The closing shot looked like a still from “Three Pennies in a Fountain”: three women, unlucky in love, sharing an elevator. Not sure what it signified, but I was struck by the picture of those closing moments: woman after woman after woman in the workplace. The world is changing, and quickly.
The good old “Mad Men” identity construction arc was back in “The Beautiful Girls.” In the past, we’ve seen a lot of this storyline as it relates to Don Draper, but what resonated most about this episode, for me, was the faces the women of SCDP put on to get what they want, and how falling flat on them (sometimes literally) is an inevitability.
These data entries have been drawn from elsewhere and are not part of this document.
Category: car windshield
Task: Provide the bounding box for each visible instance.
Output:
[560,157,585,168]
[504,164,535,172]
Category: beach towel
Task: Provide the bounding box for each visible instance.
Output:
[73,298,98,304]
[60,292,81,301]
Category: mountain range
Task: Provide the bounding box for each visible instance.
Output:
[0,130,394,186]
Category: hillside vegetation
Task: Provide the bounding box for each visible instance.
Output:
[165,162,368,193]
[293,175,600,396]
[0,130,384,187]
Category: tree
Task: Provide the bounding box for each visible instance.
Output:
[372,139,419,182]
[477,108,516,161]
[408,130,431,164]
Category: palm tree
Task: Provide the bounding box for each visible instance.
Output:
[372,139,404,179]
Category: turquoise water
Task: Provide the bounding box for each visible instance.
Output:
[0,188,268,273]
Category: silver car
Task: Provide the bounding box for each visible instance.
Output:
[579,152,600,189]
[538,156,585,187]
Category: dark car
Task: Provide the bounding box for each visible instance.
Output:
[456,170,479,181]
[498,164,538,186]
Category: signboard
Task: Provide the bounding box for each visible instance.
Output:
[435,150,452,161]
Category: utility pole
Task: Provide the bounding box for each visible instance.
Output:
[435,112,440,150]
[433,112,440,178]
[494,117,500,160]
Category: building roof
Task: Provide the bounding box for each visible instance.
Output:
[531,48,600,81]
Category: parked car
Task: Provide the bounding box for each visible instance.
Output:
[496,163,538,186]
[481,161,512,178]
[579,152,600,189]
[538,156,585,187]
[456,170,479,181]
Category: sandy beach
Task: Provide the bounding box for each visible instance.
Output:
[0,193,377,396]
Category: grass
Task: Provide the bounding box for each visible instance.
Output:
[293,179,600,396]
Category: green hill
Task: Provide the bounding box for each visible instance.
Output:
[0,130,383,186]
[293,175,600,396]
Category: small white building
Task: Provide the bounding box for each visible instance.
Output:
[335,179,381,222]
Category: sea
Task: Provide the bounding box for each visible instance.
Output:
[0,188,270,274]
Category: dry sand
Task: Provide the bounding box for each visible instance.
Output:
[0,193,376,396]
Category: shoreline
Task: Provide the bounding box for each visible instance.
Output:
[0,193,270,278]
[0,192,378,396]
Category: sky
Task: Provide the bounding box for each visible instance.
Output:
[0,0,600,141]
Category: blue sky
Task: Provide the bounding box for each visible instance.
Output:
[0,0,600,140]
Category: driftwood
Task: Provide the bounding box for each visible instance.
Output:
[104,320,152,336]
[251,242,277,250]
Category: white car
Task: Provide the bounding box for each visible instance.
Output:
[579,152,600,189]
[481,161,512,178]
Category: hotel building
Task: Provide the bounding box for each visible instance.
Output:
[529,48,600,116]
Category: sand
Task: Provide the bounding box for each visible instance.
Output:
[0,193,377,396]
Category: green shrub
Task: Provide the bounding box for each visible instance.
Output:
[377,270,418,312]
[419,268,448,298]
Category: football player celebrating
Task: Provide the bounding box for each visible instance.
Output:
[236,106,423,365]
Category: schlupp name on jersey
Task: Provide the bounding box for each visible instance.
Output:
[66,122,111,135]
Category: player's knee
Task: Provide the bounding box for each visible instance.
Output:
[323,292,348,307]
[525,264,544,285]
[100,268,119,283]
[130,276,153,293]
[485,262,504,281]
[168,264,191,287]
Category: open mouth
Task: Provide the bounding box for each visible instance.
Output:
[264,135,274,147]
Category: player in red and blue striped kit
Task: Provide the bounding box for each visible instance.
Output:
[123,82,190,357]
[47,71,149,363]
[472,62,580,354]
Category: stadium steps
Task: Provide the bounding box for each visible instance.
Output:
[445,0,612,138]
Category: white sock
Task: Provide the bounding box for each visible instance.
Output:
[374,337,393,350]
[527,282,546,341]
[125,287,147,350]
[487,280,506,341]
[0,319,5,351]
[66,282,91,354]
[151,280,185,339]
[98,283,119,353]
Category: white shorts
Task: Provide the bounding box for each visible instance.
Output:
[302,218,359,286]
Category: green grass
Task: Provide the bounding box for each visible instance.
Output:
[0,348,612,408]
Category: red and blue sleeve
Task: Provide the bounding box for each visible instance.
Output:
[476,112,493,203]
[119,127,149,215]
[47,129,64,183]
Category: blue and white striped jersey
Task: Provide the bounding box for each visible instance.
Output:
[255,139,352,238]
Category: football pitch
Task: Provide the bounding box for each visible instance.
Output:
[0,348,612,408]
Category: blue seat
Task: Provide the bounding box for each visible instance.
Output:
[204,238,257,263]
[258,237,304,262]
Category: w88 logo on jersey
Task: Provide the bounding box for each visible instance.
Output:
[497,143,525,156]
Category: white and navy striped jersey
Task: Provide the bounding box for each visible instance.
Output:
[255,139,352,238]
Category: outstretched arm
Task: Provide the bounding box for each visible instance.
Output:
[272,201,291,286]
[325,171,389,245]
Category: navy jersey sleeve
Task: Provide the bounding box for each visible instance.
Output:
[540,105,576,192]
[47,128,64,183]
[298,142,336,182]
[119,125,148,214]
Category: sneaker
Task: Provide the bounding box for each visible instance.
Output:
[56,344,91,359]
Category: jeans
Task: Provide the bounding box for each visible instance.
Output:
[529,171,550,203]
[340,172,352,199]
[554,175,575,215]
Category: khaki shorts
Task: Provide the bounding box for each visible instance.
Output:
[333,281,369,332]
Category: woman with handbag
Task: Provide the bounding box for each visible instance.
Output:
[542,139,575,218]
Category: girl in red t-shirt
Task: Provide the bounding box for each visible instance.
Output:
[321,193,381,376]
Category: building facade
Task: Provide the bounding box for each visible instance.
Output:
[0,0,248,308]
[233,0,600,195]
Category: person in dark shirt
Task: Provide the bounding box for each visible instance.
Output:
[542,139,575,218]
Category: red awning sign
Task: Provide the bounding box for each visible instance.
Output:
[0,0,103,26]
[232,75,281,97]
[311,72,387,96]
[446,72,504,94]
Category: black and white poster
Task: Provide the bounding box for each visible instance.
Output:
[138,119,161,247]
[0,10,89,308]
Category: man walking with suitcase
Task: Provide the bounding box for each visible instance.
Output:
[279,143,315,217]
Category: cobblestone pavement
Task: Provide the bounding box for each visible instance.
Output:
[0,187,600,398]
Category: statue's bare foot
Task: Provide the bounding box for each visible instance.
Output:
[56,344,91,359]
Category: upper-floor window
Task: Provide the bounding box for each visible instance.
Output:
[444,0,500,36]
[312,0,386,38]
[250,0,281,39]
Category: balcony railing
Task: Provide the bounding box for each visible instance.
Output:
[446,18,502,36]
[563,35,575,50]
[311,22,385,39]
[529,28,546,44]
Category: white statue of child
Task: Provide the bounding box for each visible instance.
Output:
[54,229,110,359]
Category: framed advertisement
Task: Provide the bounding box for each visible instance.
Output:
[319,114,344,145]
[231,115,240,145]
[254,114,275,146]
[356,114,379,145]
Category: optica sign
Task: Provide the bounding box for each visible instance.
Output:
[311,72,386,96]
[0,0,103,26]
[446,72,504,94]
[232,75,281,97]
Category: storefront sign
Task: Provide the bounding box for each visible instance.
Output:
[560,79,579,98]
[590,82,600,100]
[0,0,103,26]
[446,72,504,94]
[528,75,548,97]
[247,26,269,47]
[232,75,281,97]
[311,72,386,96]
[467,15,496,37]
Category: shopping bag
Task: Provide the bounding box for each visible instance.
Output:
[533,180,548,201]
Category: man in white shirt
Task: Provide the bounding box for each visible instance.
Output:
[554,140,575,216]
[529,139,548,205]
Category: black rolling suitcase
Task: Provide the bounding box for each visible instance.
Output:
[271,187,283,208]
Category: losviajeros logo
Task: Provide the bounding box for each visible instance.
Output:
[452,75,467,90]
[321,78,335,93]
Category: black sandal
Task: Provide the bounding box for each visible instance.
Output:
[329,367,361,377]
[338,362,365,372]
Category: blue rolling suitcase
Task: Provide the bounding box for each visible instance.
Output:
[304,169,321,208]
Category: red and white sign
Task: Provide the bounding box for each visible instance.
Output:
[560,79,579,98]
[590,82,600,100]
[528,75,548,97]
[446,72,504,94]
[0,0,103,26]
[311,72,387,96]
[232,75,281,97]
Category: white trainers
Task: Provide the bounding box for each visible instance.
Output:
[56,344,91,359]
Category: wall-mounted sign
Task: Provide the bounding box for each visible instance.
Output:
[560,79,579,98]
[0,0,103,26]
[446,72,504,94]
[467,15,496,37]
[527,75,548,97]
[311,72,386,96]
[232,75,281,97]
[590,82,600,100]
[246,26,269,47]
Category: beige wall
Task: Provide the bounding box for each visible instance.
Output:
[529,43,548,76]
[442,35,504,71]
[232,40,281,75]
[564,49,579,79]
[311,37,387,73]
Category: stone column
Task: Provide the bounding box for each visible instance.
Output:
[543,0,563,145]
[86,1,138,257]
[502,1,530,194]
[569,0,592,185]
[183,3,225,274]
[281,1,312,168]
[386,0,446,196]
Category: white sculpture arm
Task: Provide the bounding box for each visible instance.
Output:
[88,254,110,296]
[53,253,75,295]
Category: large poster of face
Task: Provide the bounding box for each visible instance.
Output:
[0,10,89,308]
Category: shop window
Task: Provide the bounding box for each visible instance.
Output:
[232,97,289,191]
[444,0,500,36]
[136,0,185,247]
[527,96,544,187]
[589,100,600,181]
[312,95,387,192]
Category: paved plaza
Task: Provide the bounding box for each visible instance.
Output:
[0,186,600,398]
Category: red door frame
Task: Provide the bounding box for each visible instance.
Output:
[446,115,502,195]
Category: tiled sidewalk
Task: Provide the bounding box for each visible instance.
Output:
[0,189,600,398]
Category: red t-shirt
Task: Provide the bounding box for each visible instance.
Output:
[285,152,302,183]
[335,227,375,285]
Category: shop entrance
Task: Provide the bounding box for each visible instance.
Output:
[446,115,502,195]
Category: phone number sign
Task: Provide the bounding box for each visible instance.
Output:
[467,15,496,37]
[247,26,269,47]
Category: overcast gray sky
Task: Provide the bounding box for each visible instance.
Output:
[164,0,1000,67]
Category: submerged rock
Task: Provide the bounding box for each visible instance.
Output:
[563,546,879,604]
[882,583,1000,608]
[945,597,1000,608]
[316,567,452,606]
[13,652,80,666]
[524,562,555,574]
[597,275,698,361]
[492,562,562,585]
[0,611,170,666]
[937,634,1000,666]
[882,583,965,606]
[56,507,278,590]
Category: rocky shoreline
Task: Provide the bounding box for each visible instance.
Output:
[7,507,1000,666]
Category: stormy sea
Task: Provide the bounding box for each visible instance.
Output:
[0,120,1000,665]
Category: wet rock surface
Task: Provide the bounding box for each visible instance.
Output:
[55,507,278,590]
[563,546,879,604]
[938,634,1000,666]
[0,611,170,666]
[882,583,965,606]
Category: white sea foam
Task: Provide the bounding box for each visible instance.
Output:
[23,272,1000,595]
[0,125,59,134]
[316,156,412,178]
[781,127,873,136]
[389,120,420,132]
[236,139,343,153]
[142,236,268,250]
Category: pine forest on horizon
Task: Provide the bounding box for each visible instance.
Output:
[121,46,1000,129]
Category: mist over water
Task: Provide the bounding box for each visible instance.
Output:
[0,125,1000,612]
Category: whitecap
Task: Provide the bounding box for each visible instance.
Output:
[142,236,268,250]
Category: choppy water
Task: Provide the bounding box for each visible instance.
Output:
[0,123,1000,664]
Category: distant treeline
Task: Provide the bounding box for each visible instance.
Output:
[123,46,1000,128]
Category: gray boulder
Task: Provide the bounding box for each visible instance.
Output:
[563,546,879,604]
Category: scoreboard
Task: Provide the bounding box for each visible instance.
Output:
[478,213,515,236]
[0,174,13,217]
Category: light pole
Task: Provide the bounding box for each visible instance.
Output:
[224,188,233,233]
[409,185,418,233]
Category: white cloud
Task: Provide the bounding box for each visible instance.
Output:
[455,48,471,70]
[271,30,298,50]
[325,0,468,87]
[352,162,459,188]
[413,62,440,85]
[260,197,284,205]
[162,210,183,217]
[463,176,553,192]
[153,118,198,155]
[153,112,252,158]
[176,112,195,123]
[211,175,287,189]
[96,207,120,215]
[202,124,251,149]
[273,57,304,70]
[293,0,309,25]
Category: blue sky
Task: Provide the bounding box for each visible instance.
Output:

It’s strange — I thought I would be excited beyond belief for THE RETURN OF ROGER AND JOAN, but watching Joan compromise the morals she’s worked so hard to establish and maintain was oddly disquieting. It seems like Joan’s desperation is wearing her down, and with her husband no longer physically present, she’s losing the firm grip she once had on her “married woman” persona.
Faye also lost it a little this episode. Her “cool and collected” mask cracked, and she let on to Don that she wanted to have the DTR and wondered sometimes if and when she would meet his children. She’s not used to being “dating Faye,” and having to preserve this nonchalance in the face of notorious womanizer Don Draper can’t be easy.
In many ways, Peggy has been lying to herself more than any of the women, going so far as to alter the way she speaks to better play her role. “One more drink and it’ll come out,” she jokes about her Brooklyn accent. But it isn’t a joke; it’s indicative of a larger problem that she has. Peggy is fully capable of deeper understanding of the social and political climate, but until now, she’s chosen to ignore the incongruity between what she does and how she feels – between who she really is and who Madison Avenue says she should be. When her date forces her to scrutinize her actions, the wheels in Peggy’s mind are set, perhaps irrevocably, in motion.
I can’t wait to watch our budding activist reconcile her political and moral ideologies with her work at SCDP. Pushing social awareness onto her colleagues is going to be an uphill battle, but as Mrs. Blankenship pointed out, theirs “is a profession of sadists and masochists,” and we know which one Peggy is. Let’s just hope she doesn’t end up dying at her desk.